Nessuna ricetta, nessuna definizione o giudizio finale. In scena Poretti si siede idealmente accanto allo spettatore e ragiona con lui. «Voglio suscitare interesse, ognuno poi deve scoprire dentro di sé il significato e l’importanza di quello che è molto più di un concetto. Gli spettacoli, d’altronde, si fanno insieme al pubblico e il ritorno da parte degli spettatori nel caso di “Fare un’anima” è sempre stato molto buono».
In scena si riflette, ma presi per mano dalla comicità giocosa dell’attore: «mi piace la scrittura ironica – spiega – Seppur con uno stile diverso guardo molto a Woody Allen e per umorismo a Guareschi. Un altro personaggio che mi ha molto stimolato è Wodehouse con i suoi romanzi umoristici, tanto che da lui ho preso a prestito due titoli per i primi spettacoli: “Aria di tempesta” e “Lampi d’estate”».

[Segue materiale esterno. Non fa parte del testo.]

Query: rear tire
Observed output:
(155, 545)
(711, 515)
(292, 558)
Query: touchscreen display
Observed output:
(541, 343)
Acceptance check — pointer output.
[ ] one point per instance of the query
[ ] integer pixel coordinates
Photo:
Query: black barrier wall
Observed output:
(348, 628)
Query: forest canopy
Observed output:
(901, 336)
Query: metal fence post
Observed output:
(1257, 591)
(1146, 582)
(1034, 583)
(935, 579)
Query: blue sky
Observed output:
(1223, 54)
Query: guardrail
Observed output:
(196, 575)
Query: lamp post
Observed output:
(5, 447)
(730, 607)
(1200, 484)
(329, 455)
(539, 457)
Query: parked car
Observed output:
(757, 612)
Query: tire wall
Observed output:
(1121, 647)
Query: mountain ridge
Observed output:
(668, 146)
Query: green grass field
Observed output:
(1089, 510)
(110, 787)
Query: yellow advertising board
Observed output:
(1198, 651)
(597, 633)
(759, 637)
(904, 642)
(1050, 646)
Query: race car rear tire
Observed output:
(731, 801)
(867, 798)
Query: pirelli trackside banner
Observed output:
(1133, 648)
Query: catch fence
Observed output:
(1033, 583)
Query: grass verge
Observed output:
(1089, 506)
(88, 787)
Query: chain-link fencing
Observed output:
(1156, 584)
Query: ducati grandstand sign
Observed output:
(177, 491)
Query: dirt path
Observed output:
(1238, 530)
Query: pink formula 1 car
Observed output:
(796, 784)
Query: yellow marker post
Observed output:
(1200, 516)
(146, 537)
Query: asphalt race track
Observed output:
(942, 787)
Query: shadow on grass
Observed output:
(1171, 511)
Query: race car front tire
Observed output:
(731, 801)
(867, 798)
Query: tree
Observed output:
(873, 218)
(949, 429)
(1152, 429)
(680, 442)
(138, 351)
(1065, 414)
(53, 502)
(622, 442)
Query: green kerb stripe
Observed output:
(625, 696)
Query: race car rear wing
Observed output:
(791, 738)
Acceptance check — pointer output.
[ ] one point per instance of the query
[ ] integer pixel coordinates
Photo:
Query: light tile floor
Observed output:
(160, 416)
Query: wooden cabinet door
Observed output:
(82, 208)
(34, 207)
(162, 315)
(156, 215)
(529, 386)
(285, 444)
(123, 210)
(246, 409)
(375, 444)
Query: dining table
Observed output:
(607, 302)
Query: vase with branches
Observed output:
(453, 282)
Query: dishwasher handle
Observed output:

«Fare un’anima» nasce da un’idea di Poretti, che oltre a essere attore e comico è anche sceneggiatore. In questo caso, al progetto ha partecipato, come collaboratore, anche un suo caro amico e collega, lo scrittore, giornalista e drammaturgo Luca Doninelli, due volte finalista del «Premio Bergamo». Insieme a Gabriele Allevi, i due gestiscono il già citato teatro milanese «Oscar deSidera» e, da quest’anno, anche la direzione artistica a tre di «deSidera Teatro Bergamo». Stare sul palco e far funzionare una macchina complessa come un teatro sono due cose totalmente diverse e Poretti, frequentando entrambi i contesti, ha le idee molto chiare: «Milano con i suoi oltre 60 teatri è una città con una proposta altissima, dove anche noi ci siamo inseriti – racconta – Il pubblico teatrale sta cambiando molto, le generazioni cambiano, il tema è attirare sempre di più i giovani».
E la fase storica che stiamo vivendo è particolare: «Dopo il Covid la fruizione degli spettacoli è andata pesantemente in crisi, forse solo quest’anno il teatro, che ha avuto notevoli difficoltà, si avvia a vivere una stagione normale. Questa sarà una stagione interlocutoria, a cui si sono aggiunte difficoltà economiche con cui le persone dovranno fare i conti e non vorrei che la spesa per il teatro e per le attività culturali venissero sacrificate, vediamo. Insomma, questo sarà un anno denso di incertezza».